Un groupement international de scientifiques appelle à constituer une bibliothèque mondiale de la biophonie sous-marine. Des archives sonores qui viendront souligner l’importance de l’écoute de la nature, ainsi que l’incidence – souvent oubliée – de la pollution sonore humaine sur la vie aquatique.
Le silence des abysses ne serait-il qu’un mythe ? C’est bien ce que soulignent 17 scientifiques issus de 9 pays, dont la France. Regroupés au sein du Programme International de recherche de l’océan silencieux (IQOE), ils estiment que de multiples sons proviennent aujourd’hui de 126 mammifères marins, ainsi d’une centaine d’espèces de mollusques et de crustacés ou d’un millier de poissons différents.
Pour mieux comprendre et protéger la faune aquatique, ces chercheurs proposent, dans la revue Frontiersin, d’enregistrer et archiver cette symphonie aquatique au sein d’une même plateforme. Les enregistrements seront compilés depuis diverses banques sonores, comme celle de la sonothèque du Muséum national d’histoire naturelle, donnant lieu à une bibliothèque partagée et ouverte au public.
Tendre l’oreille pour protéger le vivant
Ce travail d’information aura également la vertu d’informer et de sensibiliser aux enjeux de la pollution sonore humaine sur la nature. « La biodiversité mondiale est en déclin et que le paysage sonore sous-marin est altéré par les activités anthropiques », déclarent les chercheurs.

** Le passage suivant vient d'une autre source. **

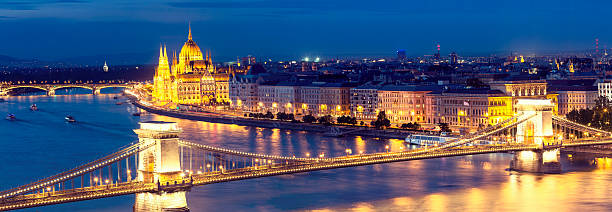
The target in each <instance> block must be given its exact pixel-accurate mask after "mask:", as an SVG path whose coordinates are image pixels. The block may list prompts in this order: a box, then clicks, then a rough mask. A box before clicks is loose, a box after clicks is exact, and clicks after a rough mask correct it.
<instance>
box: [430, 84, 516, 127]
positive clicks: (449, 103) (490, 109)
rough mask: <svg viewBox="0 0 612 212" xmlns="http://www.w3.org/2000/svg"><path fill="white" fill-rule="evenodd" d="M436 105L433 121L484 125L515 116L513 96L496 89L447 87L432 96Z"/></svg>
mask: <svg viewBox="0 0 612 212" xmlns="http://www.w3.org/2000/svg"><path fill="white" fill-rule="evenodd" d="M434 98H436V103H437V105H436V106H437V108H436V110H437V111H436V112H435V114H431V115H434V117H428V118H426V119H427V120H434V122H435V123H449V125H451V126H460V127H471V128H483V127H486V126H489V125H495V124H497V123H499V122H501V121H503V120H506V119H508V118H511V117H512V116H514V112H513V108H512V97H511V96H507V95H505V94H504V93H503V92H501V91H499V90H489V89H461V90H449V91H446V92H442V93H440V94H437V95H435V96H434Z"/></svg>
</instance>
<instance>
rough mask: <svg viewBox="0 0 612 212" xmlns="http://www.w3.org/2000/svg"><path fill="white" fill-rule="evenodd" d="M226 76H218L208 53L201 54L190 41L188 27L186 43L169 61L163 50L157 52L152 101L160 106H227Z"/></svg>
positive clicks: (228, 95) (226, 82)
mask: <svg viewBox="0 0 612 212" xmlns="http://www.w3.org/2000/svg"><path fill="white" fill-rule="evenodd" d="M228 80H229V75H228V73H218V72H217V70H216V69H215V66H214V64H213V63H212V57H211V55H210V53H209V52H208V51H207V52H206V56H204V55H203V54H202V51H201V50H200V47H199V46H198V45H197V44H196V43H195V42H194V41H193V38H192V35H191V27H189V35H188V37H187V41H186V42H185V44H184V45H183V47H182V48H181V51H180V52H179V54H178V57H177V55H176V53H173V55H172V60H169V58H168V54H167V50H166V47H165V46H163V47H160V49H159V65H158V67H157V70H156V71H155V77H154V79H153V82H154V85H153V98H154V99H155V100H156V102H157V103H158V104H161V105H171V106H177V105H193V106H201V105H216V104H222V103H226V102H229V101H230V100H229V91H228V88H229V85H228Z"/></svg>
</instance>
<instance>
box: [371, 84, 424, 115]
mask: <svg viewBox="0 0 612 212" xmlns="http://www.w3.org/2000/svg"><path fill="white" fill-rule="evenodd" d="M429 92H430V91H422V90H420V89H419V88H418V87H416V86H396V85H388V86H384V87H382V88H381V89H379V90H378V96H379V106H378V108H379V110H380V111H385V114H386V115H387V118H388V119H389V120H390V121H391V122H392V123H398V124H402V123H412V122H418V123H421V122H423V121H424V120H425V94H427V93H429Z"/></svg>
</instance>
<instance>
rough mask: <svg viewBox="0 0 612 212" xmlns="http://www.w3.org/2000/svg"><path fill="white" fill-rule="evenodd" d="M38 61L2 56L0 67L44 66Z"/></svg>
mask: <svg viewBox="0 0 612 212" xmlns="http://www.w3.org/2000/svg"><path fill="white" fill-rule="evenodd" d="M44 65H45V64H44V63H41V62H40V61H39V60H37V59H20V58H15V57H11V56H7V55H0V66H14V67H37V66H44Z"/></svg>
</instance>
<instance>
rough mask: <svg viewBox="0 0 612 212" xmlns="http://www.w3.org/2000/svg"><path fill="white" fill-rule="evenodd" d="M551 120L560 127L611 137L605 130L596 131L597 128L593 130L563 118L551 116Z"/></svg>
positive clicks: (579, 123)
mask: <svg viewBox="0 0 612 212" xmlns="http://www.w3.org/2000/svg"><path fill="white" fill-rule="evenodd" d="M552 118H553V121H556V122H557V124H560V125H564V126H567V127H573V128H578V130H580V129H581V130H583V131H589V132H594V133H595V134H597V133H600V134H602V135H604V136H612V132H608V131H605V130H601V129H597V128H594V127H590V126H586V125H583V124H580V123H577V122H573V121H570V120H568V119H565V118H562V117H559V116H553V117H552Z"/></svg>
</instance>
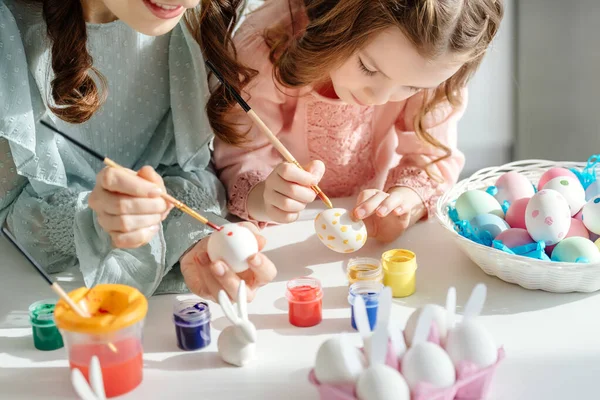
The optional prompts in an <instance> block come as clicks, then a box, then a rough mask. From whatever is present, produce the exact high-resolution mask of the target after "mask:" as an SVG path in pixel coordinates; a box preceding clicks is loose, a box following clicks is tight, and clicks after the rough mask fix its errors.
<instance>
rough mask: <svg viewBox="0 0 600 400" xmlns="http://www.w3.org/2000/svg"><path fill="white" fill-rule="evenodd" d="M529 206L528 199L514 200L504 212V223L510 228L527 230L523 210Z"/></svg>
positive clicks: (528, 199) (524, 214)
mask: <svg viewBox="0 0 600 400" xmlns="http://www.w3.org/2000/svg"><path fill="white" fill-rule="evenodd" d="M527 204H529V199H528V198H522V199H519V200H516V201H515V202H514V203H512V204H511V205H510V207H508V210H507V211H506V218H505V220H506V222H508V225H509V226H510V227H511V228H521V229H527V227H526V225H525V209H526V208H527Z"/></svg>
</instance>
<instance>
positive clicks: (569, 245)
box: [552, 237, 600, 263]
mask: <svg viewBox="0 0 600 400" xmlns="http://www.w3.org/2000/svg"><path fill="white" fill-rule="evenodd" d="M552 261H559V262H581V263H593V262H597V261H600V250H598V247H596V245H595V244H594V242H592V241H591V240H589V239H586V238H582V237H570V238H567V239H565V240H563V241H561V242H560V243H559V244H557V245H556V247H555V248H554V251H552Z"/></svg>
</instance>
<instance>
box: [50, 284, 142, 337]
mask: <svg viewBox="0 0 600 400" xmlns="http://www.w3.org/2000/svg"><path fill="white" fill-rule="evenodd" d="M69 297H70V298H71V299H72V300H73V301H74V302H75V303H76V304H77V305H79V306H80V307H82V308H83V309H85V310H87V311H88V313H89V314H90V315H91V317H90V318H85V317H81V316H79V315H78V314H77V313H76V312H75V311H73V310H72V309H71V307H69V305H68V304H67V303H66V302H65V301H64V300H62V299H61V300H59V301H58V303H56V308H55V309H54V319H55V321H56V326H58V328H59V329H63V330H66V331H70V332H77V333H88V334H101V333H110V332H114V331H118V330H121V329H124V328H127V327H128V326H131V325H133V324H135V323H136V322H139V321H141V320H143V319H144V318H145V317H146V314H147V313H148V300H147V299H146V297H144V295H143V294H142V293H141V292H140V291H139V290H137V289H136V288H133V287H131V286H127V285H117V284H101V285H96V286H94V287H93V288H92V289H88V288H86V287H81V288H79V289H75V290H73V291H72V292H70V293H69Z"/></svg>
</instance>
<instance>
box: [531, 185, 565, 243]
mask: <svg viewBox="0 0 600 400" xmlns="http://www.w3.org/2000/svg"><path fill="white" fill-rule="evenodd" d="M525 225H526V226H527V232H529V235H531V237H532V238H533V240H535V241H536V242H540V241H543V242H544V243H546V246H550V245H553V244H556V243H558V242H560V241H561V240H562V239H564V238H565V236H566V235H567V232H569V228H570V227H571V210H570V209H569V203H567V200H565V198H564V197H563V196H562V195H561V194H560V193H558V192H557V191H556V190H552V189H544V190H540V191H539V192H537V193H536V194H535V195H534V196H533V197H532V198H531V200H529V203H528V204H527V208H526V209H525Z"/></svg>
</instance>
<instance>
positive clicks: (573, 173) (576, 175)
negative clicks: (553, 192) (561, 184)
mask: <svg viewBox="0 0 600 400" xmlns="http://www.w3.org/2000/svg"><path fill="white" fill-rule="evenodd" d="M559 176H568V177H570V178H573V179H577V175H575V174H574V173H573V172H572V171H569V170H568V169H566V168H560V167H554V168H550V169H549V170H547V171H546V172H544V173H543V174H542V176H540V180H539V181H538V190H542V189H543V188H544V186H546V183H548V181H550V180H551V179H554V178H558V177H559Z"/></svg>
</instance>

L’accroissement du fret maritime ou les perturbations produites par diverses activités humaines ont un impact non négligeable sur la faune et la flore aquatiques, sur le court comme le long terme.
De plus, le phénomène d’acidification des océans, par l’augmentation des émissions de dioxyde de carbone, a lui aussi un impact sur la distance des sons sous l’eau. De quoi nourrir notre réflexion sur la trace que nous laissons derrière nous. « Alors que la biodiversité mondiale est en déclin et que le paysage sonore sous-marin est altéré par les activités anthropiques, nous avons besoin de documenter, de quantifier et de comprendre les sons biologiques et leurs sources – avant, peut-être, qu’elles ne disparaissent », soulignent encore les scientifiques de l’IQOE.
Ces derniers précisent la portée scientifique de ces observations, qui permettraient la cartographie des espèces, de leurs dynamique de population et leurs réactions à l’activité humaine. Et pointent également une dimension artistique où chacune et chacun aurait la possibilité de se relaxer sur le chant des baleines ou le bruissement des raies mantas. Et ainsi de se rapprocher un peu plus encore du vivant qui nous entoure. En attendant, un schéma est mis à disposition (en anglais) pour décrire le fonctionnement de cette future bibliothèque.